Professor Allan Colver, Sir James Spence Institute, Newcastle University, Royal Victoria Infirmary, Newcastle, UK and colleagues selected 1,174 children with cerebral palsy in seven European Countries, of which 818 participated in the study. Of these, 318 with severe intellectual impairment could not self-report (and will be subject to a separate study later), but 500 children self-reported their QoL using KIDSCREEN, an instrument which assesses quality of life across 10 categories.
The researchers found that for children with cerebral palsy, type and severity of impairments did not affect QoL for in six KIDSCREEN categories: psychological wellbeing, self-perception, social support, school environment, perception of financial resources, and social acceptance.
However they found that specific impairments were associated with poorer QoL in four catgories. Children with poorer walking ability had poorer physical wellbeing; children with intellectual impairment had lower moods and emotions and less autonomy, and children with speech difficulty had poorer relationships with their parents. Further they found that pain reduced children’s QoL across all categories.
The authors say: “Whereas specific domains of QoL with cerebral palsy are associated with specific impairments, QoL on most aspects of life is not associated with impairments and is therefore likely to be determined largely by social and environmental factors, although these might differ between children with cerebral palsy and those with no disability.”
From the point of view of a non-disabled adult, it may seem surprising that children with cerebral palsy view their QoL as similar to children in the general population. However from the child’s perspective, their impairment is incorporated in their sense of self from birth, and they embrace growth, development and living with the same excitement as non-disabled children.

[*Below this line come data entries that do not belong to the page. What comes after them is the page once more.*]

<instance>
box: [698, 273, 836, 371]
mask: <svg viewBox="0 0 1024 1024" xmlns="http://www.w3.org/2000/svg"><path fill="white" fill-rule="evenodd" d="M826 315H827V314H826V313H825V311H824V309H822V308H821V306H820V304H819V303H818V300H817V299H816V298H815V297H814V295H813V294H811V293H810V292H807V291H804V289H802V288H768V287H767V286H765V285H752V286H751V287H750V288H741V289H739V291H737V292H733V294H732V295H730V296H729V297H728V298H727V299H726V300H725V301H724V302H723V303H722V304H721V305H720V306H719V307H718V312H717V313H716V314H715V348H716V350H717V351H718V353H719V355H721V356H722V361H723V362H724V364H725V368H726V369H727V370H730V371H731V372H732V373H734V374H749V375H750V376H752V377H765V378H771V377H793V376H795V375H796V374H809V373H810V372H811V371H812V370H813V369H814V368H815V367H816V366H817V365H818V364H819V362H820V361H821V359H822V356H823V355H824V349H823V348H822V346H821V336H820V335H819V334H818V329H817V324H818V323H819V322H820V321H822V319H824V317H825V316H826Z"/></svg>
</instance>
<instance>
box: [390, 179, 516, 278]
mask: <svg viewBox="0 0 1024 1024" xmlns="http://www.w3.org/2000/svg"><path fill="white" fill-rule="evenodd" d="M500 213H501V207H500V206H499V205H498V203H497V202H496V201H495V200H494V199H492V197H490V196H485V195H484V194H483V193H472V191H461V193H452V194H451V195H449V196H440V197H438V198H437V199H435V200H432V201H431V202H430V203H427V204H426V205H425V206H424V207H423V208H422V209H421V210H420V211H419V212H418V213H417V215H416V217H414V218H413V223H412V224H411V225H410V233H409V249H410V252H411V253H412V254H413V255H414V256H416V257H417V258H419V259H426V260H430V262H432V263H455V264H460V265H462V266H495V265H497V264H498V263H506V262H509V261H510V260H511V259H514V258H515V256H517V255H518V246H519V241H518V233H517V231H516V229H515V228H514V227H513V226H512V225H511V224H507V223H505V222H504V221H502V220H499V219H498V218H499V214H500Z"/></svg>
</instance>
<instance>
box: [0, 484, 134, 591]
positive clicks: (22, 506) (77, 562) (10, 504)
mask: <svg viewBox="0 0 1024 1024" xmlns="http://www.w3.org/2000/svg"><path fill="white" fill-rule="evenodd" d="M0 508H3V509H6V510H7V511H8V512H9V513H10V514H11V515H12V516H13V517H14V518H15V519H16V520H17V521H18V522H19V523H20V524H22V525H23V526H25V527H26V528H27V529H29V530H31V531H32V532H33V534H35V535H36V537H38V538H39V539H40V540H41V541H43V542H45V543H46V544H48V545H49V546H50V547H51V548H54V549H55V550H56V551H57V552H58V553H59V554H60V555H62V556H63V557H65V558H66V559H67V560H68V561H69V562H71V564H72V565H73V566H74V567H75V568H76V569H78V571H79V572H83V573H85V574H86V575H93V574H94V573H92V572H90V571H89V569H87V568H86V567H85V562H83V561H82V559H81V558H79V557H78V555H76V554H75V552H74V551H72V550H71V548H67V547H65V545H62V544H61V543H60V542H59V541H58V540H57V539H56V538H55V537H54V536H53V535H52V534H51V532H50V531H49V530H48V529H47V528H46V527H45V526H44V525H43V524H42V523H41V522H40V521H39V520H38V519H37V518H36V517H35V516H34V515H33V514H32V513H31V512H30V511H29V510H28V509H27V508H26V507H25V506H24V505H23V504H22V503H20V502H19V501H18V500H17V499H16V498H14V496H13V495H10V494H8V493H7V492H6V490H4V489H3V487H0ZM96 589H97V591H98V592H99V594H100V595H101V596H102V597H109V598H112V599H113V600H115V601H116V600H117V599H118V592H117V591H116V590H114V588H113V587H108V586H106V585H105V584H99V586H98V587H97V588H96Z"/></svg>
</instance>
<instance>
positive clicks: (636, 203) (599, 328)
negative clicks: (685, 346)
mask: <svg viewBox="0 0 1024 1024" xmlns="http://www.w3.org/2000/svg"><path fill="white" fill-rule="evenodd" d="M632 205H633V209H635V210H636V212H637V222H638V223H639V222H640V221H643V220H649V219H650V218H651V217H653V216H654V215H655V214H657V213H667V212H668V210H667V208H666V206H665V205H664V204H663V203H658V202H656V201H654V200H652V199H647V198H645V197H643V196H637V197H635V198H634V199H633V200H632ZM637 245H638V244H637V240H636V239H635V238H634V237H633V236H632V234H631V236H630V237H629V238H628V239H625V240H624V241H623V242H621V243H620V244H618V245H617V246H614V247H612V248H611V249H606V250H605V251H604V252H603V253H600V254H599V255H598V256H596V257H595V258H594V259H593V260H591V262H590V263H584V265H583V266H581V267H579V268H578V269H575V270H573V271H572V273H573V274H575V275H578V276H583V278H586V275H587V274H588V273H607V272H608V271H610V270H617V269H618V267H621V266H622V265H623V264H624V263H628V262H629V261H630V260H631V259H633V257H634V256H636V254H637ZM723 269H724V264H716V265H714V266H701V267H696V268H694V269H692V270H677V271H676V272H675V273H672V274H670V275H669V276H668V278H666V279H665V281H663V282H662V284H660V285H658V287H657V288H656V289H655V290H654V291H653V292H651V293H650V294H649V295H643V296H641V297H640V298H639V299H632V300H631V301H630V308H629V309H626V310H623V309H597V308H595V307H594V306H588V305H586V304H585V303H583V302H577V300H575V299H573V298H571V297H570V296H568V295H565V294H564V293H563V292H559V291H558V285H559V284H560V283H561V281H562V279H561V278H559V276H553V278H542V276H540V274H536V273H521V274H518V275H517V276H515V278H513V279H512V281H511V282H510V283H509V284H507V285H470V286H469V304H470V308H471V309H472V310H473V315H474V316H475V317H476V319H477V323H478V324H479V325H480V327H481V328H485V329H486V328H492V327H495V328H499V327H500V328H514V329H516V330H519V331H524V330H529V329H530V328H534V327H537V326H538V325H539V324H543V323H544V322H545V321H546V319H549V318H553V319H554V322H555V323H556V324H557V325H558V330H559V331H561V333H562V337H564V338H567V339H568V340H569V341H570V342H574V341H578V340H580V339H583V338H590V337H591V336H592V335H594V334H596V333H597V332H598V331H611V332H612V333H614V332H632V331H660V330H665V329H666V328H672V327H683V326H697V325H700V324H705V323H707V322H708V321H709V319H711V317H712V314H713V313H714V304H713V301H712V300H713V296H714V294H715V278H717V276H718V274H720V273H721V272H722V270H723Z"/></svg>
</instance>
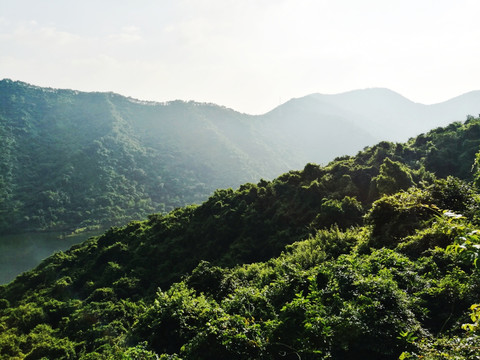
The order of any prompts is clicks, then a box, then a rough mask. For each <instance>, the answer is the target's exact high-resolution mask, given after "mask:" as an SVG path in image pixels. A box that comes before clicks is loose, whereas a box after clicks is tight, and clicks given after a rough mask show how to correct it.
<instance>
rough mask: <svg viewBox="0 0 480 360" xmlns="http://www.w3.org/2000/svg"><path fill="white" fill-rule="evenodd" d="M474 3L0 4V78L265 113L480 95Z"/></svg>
mask: <svg viewBox="0 0 480 360" xmlns="http://www.w3.org/2000/svg"><path fill="white" fill-rule="evenodd" d="M479 17H480V1H478V0H398V1H397V0H197V1H194V0H156V1H154V0H150V1H147V0H135V1H133V0H94V1H93V0H0V78H10V79H13V80H21V81H25V82H28V83H32V84H35V85H39V86H46V87H54V88H70V89H76V90H83V91H113V92H117V93H120V94H122V95H127V96H131V97H134V98H138V99H142V100H155V101H168V100H175V99H182V100H195V101H200V102H213V103H216V104H219V105H224V106H227V107H231V108H233V109H235V110H238V111H242V112H246V113H250V114H259V113H264V112H267V111H269V110H271V109H272V108H274V107H275V106H277V105H279V104H280V103H282V102H285V101H287V100H289V99H291V98H293V97H301V96H304V95H307V94H310V93H315V92H319V93H326V94H331V93H339V92H344V91H349V90H353V89H359V88H369V87H387V88H389V89H391V90H394V91H396V92H399V93H400V94H402V95H404V96H406V97H407V98H409V99H411V100H413V101H416V102H421V103H425V104H430V103H436V102H441V101H444V100H447V99H449V98H452V97H454V96H457V95H461V94H463V93H465V92H468V91H471V90H477V89H480V26H479V25H478V24H479Z"/></svg>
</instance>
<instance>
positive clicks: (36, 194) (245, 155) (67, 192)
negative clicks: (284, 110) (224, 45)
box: [0, 80, 291, 233]
mask: <svg viewBox="0 0 480 360" xmlns="http://www.w3.org/2000/svg"><path fill="white" fill-rule="evenodd" d="M0 140H1V151H0V232H1V233H9V232H15V231H19V229H22V230H21V231H25V230H73V229H77V228H83V227H90V228H91V227H94V226H98V225H114V224H124V223H125V222H127V221H128V220H131V219H141V218H145V217H146V216H147V215H148V214H150V213H152V212H164V211H170V210H173V209H174V208H176V207H179V206H183V205H186V204H190V203H199V202H202V201H204V200H205V199H206V198H207V197H208V196H209V195H210V194H211V193H212V192H213V191H214V190H215V189H217V188H222V187H230V186H238V185H239V184H241V183H244V182H247V181H253V180H255V181H257V180H258V179H260V178H261V177H262V176H264V177H273V176H276V175H278V174H280V173H282V172H284V171H285V169H287V168H290V165H291V164H290V163H288V159H289V156H288V155H286V154H284V153H283V151H282V152H281V153H277V152H276V151H277V150H275V149H273V148H272V147H271V146H270V145H269V144H268V141H266V140H265V139H264V137H262V136H261V134H259V133H258V132H257V131H256V130H255V129H253V127H252V118H251V117H249V116H246V115H245V116H244V115H243V114H239V113H236V112H234V111H232V110H228V109H225V108H221V107H219V106H215V105H211V104H198V103H194V102H189V103H185V102H182V101H174V102H170V103H167V104H157V103H141V102H138V101H135V100H133V99H128V98H125V97H122V96H119V95H115V94H111V93H81V92H76V91H71V90H53V89H43V88H38V87H34V86H30V85H28V84H24V83H20V82H12V81H9V80H3V81H1V82H0Z"/></svg>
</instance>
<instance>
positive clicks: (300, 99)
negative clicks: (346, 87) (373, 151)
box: [295, 88, 480, 142]
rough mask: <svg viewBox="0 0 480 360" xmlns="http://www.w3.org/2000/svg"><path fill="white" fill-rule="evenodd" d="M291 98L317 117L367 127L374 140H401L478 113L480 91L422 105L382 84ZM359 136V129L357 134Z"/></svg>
mask: <svg viewBox="0 0 480 360" xmlns="http://www.w3.org/2000/svg"><path fill="white" fill-rule="evenodd" d="M295 101H297V102H300V104H299V105H298V107H302V106H303V104H307V105H306V106H308V107H309V108H313V109H315V112H316V114H317V116H318V118H326V117H329V116H336V117H337V118H339V119H342V120H343V121H346V120H348V121H349V122H351V123H353V124H354V125H355V126H356V127H359V128H361V129H363V130H364V131H367V132H368V133H370V134H371V135H372V136H374V137H375V139H376V141H382V140H387V141H396V142H402V141H406V140H408V139H409V138H410V137H414V136H417V135H418V134H420V133H424V132H427V131H429V130H431V129H433V128H436V127H439V126H445V125H448V124H450V123H452V122H454V121H463V120H465V118H466V116H467V115H473V116H476V115H478V113H480V91H472V92H469V93H467V94H464V95H461V96H458V97H456V98H453V99H451V100H448V101H445V102H442V103H438V104H433V105H424V104H419V103H415V102H413V101H411V100H409V99H407V98H405V97H403V96H402V95H400V94H397V93H395V92H394V91H391V90H388V89H383V88H372V89H363V90H354V91H350V92H346V93H342V94H336V95H322V94H312V95H308V96H305V97H303V98H300V99H296V100H295ZM358 136H359V137H362V136H363V135H362V133H359V134H358Z"/></svg>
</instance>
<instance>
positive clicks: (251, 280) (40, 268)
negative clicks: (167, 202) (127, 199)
mask: <svg viewBox="0 0 480 360" xmlns="http://www.w3.org/2000/svg"><path fill="white" fill-rule="evenodd" d="M479 145H480V119H479V118H473V117H470V118H469V119H468V120H467V121H466V122H465V123H454V124H452V125H449V126H448V127H445V128H438V129H435V130H433V131H431V132H429V133H427V134H423V135H420V136H418V137H416V138H413V139H411V140H409V141H408V142H407V143H404V144H394V143H390V142H382V143H379V144H377V145H375V146H372V147H369V148H366V149H365V150H364V151H361V152H359V153H358V154H357V155H356V156H344V157H340V158H337V159H335V160H334V161H332V162H331V163H329V164H328V165H327V166H319V165H315V164H307V165H306V166H305V167H304V169H303V170H301V171H290V172H288V173H285V174H283V175H281V176H279V177H277V178H276V179H274V180H272V181H264V180H263V181H260V182H259V183H257V184H252V183H246V184H244V185H242V186H240V187H239V188H238V189H237V190H232V189H225V190H218V191H216V192H215V193H214V194H213V195H212V196H211V197H210V198H209V199H208V200H207V201H206V202H204V203H202V204H201V205H191V206H187V207H183V208H178V209H176V210H174V211H172V212H170V213H168V214H154V215H151V216H149V218H148V219H147V220H145V221H134V222H131V223H129V224H128V225H126V226H123V227H120V228H117V227H115V228H111V229H110V230H109V231H107V232H106V233H105V234H103V235H101V236H98V237H94V238H91V239H90V240H88V241H86V242H85V243H83V244H80V245H77V246H74V247H73V248H71V249H70V250H69V251H66V252H60V253H57V254H55V255H53V256H51V257H50V258H48V259H46V260H44V261H43V262H42V263H41V264H40V265H39V266H38V267H37V268H36V269H33V270H32V271H29V272H27V273H24V274H22V275H21V276H19V277H17V279H16V280H15V281H13V282H12V283H10V284H8V285H5V286H2V287H0V329H1V332H0V354H1V355H0V356H1V357H2V358H4V359H12V358H25V359H40V358H42V357H46V358H58V359H77V358H80V359H156V358H158V357H159V358H160V359H338V360H340V359H342V360H343V359H359V360H360V359H399V358H400V359H475V358H477V357H478V356H479V354H480V348H479V346H478V344H479V343H480V337H479V331H480V330H479V329H480V328H479V320H478V319H479V313H478V307H472V308H471V309H470V307H471V306H472V304H475V303H478V302H479V298H480V277H479V275H480V274H479V272H478V267H477V266H476V265H477V260H478V257H479V255H480V254H479V250H478V249H479V247H480V235H479V234H480V217H479V214H480V196H479V190H478V186H479V185H480V170H479V168H478V162H479V161H480V155H477V156H476V154H477V153H478V151H479V148H480V146H479ZM476 309H477V310H476ZM470 313H472V315H471V314H470ZM470 315H471V317H470ZM462 324H465V325H464V326H462ZM462 327H463V328H462Z"/></svg>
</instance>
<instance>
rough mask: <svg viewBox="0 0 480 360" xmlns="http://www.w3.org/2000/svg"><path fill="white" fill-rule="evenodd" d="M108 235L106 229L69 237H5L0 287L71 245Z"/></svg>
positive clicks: (1, 252)
mask: <svg viewBox="0 0 480 360" xmlns="http://www.w3.org/2000/svg"><path fill="white" fill-rule="evenodd" d="M103 232H105V229H103V231H102V230H100V229H98V230H95V231H82V232H80V233H78V234H71V235H68V236H66V235H65V233H63V232H46V233H45V232H31V233H17V234H10V235H2V237H1V241H0V284H6V283H9V282H10V281H12V280H13V279H15V277H17V275H18V274H20V273H22V272H24V271H27V270H30V269H33V268H34V267H35V266H37V265H38V264H40V262H41V261H42V260H43V259H45V258H47V257H49V256H50V255H52V254H53V253H54V252H55V251H65V250H67V249H69V248H70V247H72V245H75V244H79V243H81V242H83V241H85V240H87V239H88V238H90V237H92V236H95V235H99V234H102V233H103Z"/></svg>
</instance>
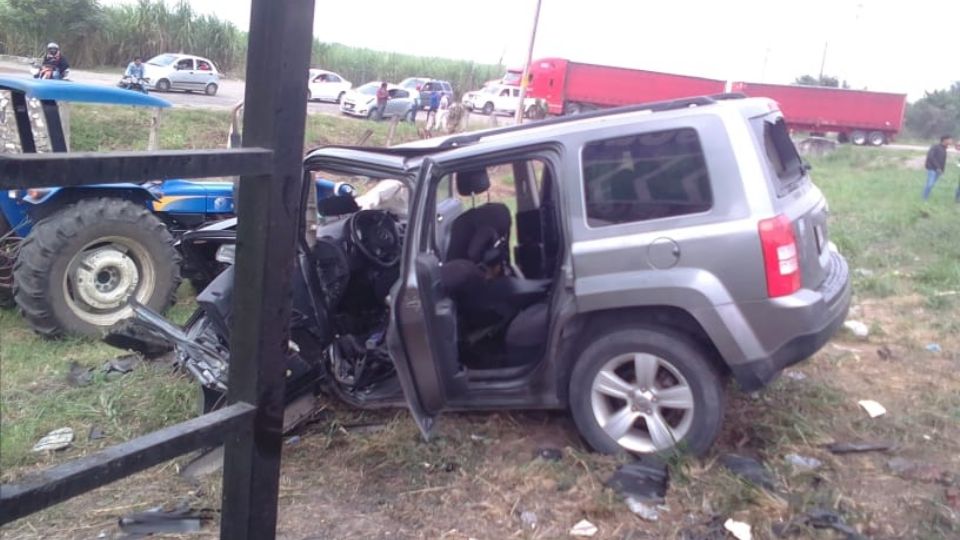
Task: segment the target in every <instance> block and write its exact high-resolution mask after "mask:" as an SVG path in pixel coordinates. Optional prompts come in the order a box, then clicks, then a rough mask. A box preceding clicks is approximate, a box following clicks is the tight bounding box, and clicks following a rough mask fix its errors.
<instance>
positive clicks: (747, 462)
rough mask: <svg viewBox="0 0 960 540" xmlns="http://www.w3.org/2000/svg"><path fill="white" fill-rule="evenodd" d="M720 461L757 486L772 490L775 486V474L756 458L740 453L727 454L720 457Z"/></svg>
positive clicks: (727, 466)
mask: <svg viewBox="0 0 960 540" xmlns="http://www.w3.org/2000/svg"><path fill="white" fill-rule="evenodd" d="M720 463H721V464H722V465H723V466H724V467H725V468H726V469H727V470H728V471H730V472H731V473H733V474H735V475H737V476H739V477H740V478H743V479H744V480H746V481H748V482H750V483H751V484H753V485H755V486H757V487H761V488H764V489H767V490H771V491H772V490H773V489H774V488H775V485H774V478H773V475H772V474H771V473H770V471H769V470H768V469H767V468H766V467H765V466H764V465H763V463H760V462H759V461H758V460H756V459H754V458H751V457H746V456H741V455H738V454H726V455H725V456H723V457H721V458H720Z"/></svg>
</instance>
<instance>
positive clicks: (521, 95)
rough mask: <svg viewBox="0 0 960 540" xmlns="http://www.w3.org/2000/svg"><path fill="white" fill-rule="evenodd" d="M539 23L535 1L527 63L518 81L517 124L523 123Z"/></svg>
mask: <svg viewBox="0 0 960 540" xmlns="http://www.w3.org/2000/svg"><path fill="white" fill-rule="evenodd" d="M539 23H540V0H537V11H536V13H534V15H533V31H532V32H530V48H529V49H527V63H526V64H524V66H523V77H522V78H521V79H520V103H519V104H518V105H517V115H516V118H515V120H516V122H517V124H522V123H523V113H524V112H526V111H524V109H523V107H524V102H525V101H526V99H527V82H528V79H529V78H530V63H531V62H533V45H534V43H536V41H537V25H538V24H539Z"/></svg>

The authors say: “Parents can be upset when their child is diagnosed with cerebral palsy, but they can now be reassured that most children with cerebral palsy who are capable of providing information when 8-12 years old experience similar QoL to that of other children their age.”
They conclude by saying that there is widespread acceptance of the need for disabled children to be integrated fully into society. They say: “The change now needed concerns attitudes. Pity and sorrow should not be directed to disabled children because our findings indicate they experience most of life as do non-disabled children. Therefore, maximum effort is needed to support the social and educational policies that recognise the similarity between the lives of disabled children and those of other children, and that ensure their rights as citizens, rather than as disabled children, to participate in society as fully as other children.”
In an accompanying Comment, Dr Olaf Dammann, Department of Pediatrics, Tufts-New England Medical Center, Boston, USA and Dr Michael O’Shea, Department of Pediatrics, Wake Forest University School of Medicine, Winston-Salem, North Carolina, USA, say: “The efforts of Dickinson and colleagues to understand quality of life in children with cerebral palsy are commendable. Their findings offer both reassurance to parents of children with this disorder and potential strategies to clinicians seeking to improve the quality of life for affected children.
“Moreover, in their study Dickinson and colleagues provide food for thought for clinicians who offer guidance to parents of newborn babies at risk of cerebral palsy.”